About 45 city residents participated in two public workshops Thursday and Friday, where city staff gathered public input to help inform its biennial Goals, Initiatives and Outcomes plan.
Every two years, City Council and the City Manager’s Office set a new list of milestones that they would like to see the city accomplish. This year, the GIO process began with a presentation of the results of a citizen survey last month and will continue with a City Council retreat next month.
The two public workshops took place at the Stryker Center and outside of William and Mary’s Sadler Center. They were formatted as open houses, Interim City Manager Andrew Trivette said, with the goal of making them more accessible to city residents. He said that, while the city was developing its 2017-2018 GIO document, the public workshops were structured as longer presentations, which made them unappealing to busy residents.
“The problem with that is that it requires you to commit a two-hour period of time,” he said.
This year, the workshops were simplified into informal information-gathering sessions, where attendees went around to eight stations, where they could speak with members of different city departments and add suggestions for improvement by posting a sticky note to a tree-shaped diagram.
Each station was themed on one of the city’s eight main goals based on its current Goals, Initiatives and Outcomes document, which are: Character of the City, Economic Vitality, Human Resources, Health and Education, Recreation and Culture, Environmental Sustainability, Citizen Engagement/City Governance, Public Safety and Transportation.
After going to each station, attendees could participate in a 10-question survey where they were asked about ways to improve the city’s character and economic drivers, upcoming Capital Improvement Projects and how they would most prefer to receive information from the city.
City IT Director Mark Barnham said the results of the survey would be compiled and posted on the GIO page on the city’s website in the coming weeks.
City resident Gladys Victor attended the public workshop at the Stryker Center on Thursday evening, and said she was most interested in the Human Services, Health and Education station. Victor said her main suggestion to the city was to add a new skilled-nursing facility to aid the city’s large retiree population.
“One goal we need here is a rated skilled-nursing facility, we have one skilled-nursing facility in this town and it’s (rated) a level one” she said. “You want something better than that for your citizens, because you don’t have to be 65 years old, it can happen to anyone.”
City resident and Neighborhood Council of Williamsburg chairman Jim Joseph said he suggested increasing economic vitality, better citizen engagement and improving the character of the city.
“I came because I’m anxious to help improve the city,” Joseph said. “This is a good town, they’re already doing most of this stuff, we’re just here to give them some moral support to help them along.”
City Council members said the information-gathering sessions help them identify the priorities of Williamsburg residents before they develop their list of priorities for the next two years.
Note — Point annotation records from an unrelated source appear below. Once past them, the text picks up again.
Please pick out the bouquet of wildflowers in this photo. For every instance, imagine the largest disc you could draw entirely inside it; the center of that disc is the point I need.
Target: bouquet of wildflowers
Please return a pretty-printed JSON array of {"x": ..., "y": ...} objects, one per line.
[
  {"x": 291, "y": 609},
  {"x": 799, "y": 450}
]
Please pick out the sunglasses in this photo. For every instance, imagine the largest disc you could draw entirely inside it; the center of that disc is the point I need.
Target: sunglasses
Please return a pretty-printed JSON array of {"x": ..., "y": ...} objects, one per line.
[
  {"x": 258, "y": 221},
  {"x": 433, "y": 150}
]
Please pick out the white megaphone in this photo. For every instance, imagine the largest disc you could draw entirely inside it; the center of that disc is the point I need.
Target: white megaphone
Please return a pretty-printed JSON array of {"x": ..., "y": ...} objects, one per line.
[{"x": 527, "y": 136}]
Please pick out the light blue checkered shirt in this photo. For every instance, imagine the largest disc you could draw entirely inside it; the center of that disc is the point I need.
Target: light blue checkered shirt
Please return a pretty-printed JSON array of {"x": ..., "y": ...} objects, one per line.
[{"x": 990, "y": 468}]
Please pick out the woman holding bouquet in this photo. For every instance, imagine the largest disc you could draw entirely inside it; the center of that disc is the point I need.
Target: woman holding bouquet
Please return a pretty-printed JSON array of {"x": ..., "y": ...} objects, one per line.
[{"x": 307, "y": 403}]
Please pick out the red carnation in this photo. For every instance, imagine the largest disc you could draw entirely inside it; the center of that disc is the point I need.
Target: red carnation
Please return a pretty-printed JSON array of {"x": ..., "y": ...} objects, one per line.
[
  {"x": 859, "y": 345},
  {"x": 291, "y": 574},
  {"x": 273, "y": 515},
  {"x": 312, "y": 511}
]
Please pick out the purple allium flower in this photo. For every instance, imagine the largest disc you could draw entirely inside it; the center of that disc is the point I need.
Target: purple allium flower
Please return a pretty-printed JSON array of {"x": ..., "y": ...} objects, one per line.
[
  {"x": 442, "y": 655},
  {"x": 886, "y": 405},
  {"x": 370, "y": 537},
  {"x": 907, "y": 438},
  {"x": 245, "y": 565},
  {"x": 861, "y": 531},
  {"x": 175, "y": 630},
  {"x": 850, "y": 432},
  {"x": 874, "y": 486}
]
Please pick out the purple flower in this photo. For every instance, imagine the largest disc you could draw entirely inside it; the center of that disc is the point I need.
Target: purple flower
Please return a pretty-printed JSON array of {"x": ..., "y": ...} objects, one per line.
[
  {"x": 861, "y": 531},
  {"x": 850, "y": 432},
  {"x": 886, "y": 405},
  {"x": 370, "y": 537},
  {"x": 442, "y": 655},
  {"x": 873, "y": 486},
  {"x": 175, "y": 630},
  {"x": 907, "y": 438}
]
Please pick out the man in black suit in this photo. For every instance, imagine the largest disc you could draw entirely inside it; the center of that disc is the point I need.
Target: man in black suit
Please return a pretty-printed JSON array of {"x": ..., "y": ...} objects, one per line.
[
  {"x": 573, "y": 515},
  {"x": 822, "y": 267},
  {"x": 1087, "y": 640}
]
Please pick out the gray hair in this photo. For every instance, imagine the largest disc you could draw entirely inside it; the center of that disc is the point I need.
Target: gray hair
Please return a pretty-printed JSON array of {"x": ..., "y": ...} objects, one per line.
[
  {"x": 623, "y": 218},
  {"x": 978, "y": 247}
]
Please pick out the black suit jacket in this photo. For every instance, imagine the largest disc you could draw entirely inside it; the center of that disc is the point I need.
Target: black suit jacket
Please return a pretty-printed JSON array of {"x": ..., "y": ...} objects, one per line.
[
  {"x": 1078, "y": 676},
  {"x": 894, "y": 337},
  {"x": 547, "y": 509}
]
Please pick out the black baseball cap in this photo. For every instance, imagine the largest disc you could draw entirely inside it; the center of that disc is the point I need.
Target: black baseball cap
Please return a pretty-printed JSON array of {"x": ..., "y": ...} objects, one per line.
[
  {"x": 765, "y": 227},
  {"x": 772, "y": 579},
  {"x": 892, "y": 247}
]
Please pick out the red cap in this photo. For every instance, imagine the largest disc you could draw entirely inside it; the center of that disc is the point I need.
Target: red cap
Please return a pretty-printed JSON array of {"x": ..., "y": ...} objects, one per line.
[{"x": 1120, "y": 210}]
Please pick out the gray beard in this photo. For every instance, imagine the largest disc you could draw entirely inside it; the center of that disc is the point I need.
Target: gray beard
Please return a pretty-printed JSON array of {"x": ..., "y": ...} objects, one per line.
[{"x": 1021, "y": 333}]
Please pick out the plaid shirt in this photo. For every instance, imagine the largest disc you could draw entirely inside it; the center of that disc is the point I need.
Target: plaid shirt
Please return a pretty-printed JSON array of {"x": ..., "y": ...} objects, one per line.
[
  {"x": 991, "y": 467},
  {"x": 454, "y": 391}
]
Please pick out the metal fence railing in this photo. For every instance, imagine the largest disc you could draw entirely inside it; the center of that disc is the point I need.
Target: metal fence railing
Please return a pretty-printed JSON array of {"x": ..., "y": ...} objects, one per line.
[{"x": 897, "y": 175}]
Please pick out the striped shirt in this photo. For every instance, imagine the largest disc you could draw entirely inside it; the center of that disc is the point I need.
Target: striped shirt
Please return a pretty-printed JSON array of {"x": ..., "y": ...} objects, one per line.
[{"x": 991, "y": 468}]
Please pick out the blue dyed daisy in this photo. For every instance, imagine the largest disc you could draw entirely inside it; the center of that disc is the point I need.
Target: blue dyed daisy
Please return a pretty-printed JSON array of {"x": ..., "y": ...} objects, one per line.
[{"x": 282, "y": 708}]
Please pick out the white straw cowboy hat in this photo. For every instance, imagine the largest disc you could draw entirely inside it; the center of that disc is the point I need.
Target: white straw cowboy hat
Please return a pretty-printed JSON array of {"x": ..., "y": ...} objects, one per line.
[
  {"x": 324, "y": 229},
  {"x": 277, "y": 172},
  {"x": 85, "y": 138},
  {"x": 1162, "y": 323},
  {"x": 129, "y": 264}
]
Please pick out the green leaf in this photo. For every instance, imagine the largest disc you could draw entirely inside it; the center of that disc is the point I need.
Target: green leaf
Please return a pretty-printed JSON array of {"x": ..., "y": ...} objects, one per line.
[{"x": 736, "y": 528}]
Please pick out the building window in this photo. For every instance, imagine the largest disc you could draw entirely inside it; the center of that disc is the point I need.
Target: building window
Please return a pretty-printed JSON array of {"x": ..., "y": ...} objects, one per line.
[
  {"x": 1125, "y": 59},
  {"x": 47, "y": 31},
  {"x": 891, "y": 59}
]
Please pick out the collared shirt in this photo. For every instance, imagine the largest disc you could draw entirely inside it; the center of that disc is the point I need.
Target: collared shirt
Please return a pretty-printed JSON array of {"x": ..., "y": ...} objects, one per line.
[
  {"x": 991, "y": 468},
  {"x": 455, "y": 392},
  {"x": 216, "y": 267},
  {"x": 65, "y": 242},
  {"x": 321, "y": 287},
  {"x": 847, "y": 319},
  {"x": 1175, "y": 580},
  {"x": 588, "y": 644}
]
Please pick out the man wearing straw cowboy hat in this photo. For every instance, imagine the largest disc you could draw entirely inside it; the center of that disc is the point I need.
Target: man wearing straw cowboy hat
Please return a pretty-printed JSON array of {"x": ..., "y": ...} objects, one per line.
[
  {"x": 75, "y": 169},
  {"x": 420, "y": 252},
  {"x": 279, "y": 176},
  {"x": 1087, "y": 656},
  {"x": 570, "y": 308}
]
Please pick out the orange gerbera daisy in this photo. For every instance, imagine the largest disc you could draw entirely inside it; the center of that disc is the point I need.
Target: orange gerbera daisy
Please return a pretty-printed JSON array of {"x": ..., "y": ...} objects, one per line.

Mayor Paul Freiling, who attended the public workshop at William and Mary, said the aim of the informal event is to get more people involved earlier in the goal-setting process.
“The more we can get people’s input, the more it can reflect the needs of the community,” Freiling said.
Council member Barbara Ramsey agreed, saying that the accessible nature of the two events makes it easier to achieve the goal of gaining citizen input on areas that need improvement in the city.
Those who were unable to attend either public workshop but would like to make their voices heard can participate in the 10-question survey at bit.ly/2MTa4HJ.